Consciousness Blog 25 July 2010
The devices allow people to monitor the location of their partners, friends, relatives and others in real time on an interactive map. Working with a focus study group, Abbas found the majority of participants would not adopt the tracking technology. Their concerns included the potential for unwanted surveillance, invasion of privacy, and the ability of the technology to undermine trust in relationships.
In a further study in which 20 to 25-year-olds were asked to carry commercially-available GPS data loggers, participants ended up being negative about the devices: "While the data logging devices were initially perceived as a novelty by participants, significant concerns emerged after further consideration and extensive utilisation of the devices," says Abbas. "These devices provide you with information on where someone is but it doesn't provide you with information on why they're there and what they're doing. It doesn't actually tell you what a person's motives are."
Desdemona would tell you what can happen in a relationship when a partner happens upon inaccurate information. About a handkerchief, in that case, and the results were fatal for her.
Interesting that young people understand the importance of trust in a relationship so well, and apparently intuitively, so as to spurn a device which could undermine it. But where does that trust come from, and at what level of cognition does it originate?

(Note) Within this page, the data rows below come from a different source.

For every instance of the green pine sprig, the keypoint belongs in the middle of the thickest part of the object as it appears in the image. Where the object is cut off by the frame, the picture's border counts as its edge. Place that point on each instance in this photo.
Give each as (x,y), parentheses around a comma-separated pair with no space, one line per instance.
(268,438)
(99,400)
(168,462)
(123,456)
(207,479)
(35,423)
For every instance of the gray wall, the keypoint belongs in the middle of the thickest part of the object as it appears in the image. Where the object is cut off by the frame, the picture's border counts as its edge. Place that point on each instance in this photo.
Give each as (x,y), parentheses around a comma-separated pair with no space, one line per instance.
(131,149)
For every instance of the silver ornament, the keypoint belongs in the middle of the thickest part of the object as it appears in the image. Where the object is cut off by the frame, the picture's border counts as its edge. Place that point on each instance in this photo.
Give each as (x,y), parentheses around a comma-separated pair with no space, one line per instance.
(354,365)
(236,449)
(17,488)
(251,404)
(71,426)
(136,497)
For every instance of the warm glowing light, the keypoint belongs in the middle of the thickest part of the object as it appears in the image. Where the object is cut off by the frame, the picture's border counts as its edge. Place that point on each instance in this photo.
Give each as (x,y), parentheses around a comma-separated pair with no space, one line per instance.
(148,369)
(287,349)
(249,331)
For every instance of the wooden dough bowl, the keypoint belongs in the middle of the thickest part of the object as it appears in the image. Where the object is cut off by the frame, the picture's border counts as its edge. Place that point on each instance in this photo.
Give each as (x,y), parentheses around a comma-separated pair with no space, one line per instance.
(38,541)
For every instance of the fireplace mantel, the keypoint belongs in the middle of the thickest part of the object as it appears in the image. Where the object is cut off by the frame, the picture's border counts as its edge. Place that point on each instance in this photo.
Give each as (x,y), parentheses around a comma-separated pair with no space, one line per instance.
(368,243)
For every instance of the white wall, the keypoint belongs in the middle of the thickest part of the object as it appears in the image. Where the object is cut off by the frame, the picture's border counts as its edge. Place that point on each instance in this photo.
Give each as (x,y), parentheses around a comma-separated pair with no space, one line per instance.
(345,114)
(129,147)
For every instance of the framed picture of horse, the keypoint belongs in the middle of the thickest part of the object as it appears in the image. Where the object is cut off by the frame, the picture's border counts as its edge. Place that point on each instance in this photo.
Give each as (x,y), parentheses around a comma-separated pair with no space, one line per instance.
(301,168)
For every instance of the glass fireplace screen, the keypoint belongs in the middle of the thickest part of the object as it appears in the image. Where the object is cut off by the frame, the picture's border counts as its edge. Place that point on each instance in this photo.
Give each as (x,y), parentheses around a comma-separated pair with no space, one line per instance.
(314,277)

It's not difficult to see that trust would be part of the package known as the 'social calculus' that emerged when human groups began to develop intricate social relationships. Humans seem to have a propensity to trust each other, and when one human meets another for the first time they eagerly commence learning about each other, using every clue they can find in order to establish trustworthiness. Many of those clues centre around group membership; they can be visual (your Old Etonian necktie), familial (you declare your kin-group identity), status-oriented (you say that you are a member of the stock-exchange) and so on. When enough information has been exchanged, trust is established, on one or preferably both sides.
Naturally, nowadays, much of this exchange uses language; but language is relatively recent, and trust probably existed before spoken language, based on visual cues (style of dress, physiognomy), sign language and perhaps primitive auditory exchanges. Carlyle understood the importance of dress to human society; in Sartor Resartus he explores the deeply-embedded foundations of human expression through dress.
If trust originated before language, and therefore before the development of self-awareness (meta-cognition), it is a fundamental building-block of human relationships, and one that is not under the conscious control of the human agent. Hence the unease of individuals who see that trust can be undermined by the conscious awareness of contrary data, and the 'unhinged' behaviour of someone who, like Othello, suffers a conflict between unconscious belief and conscious denial.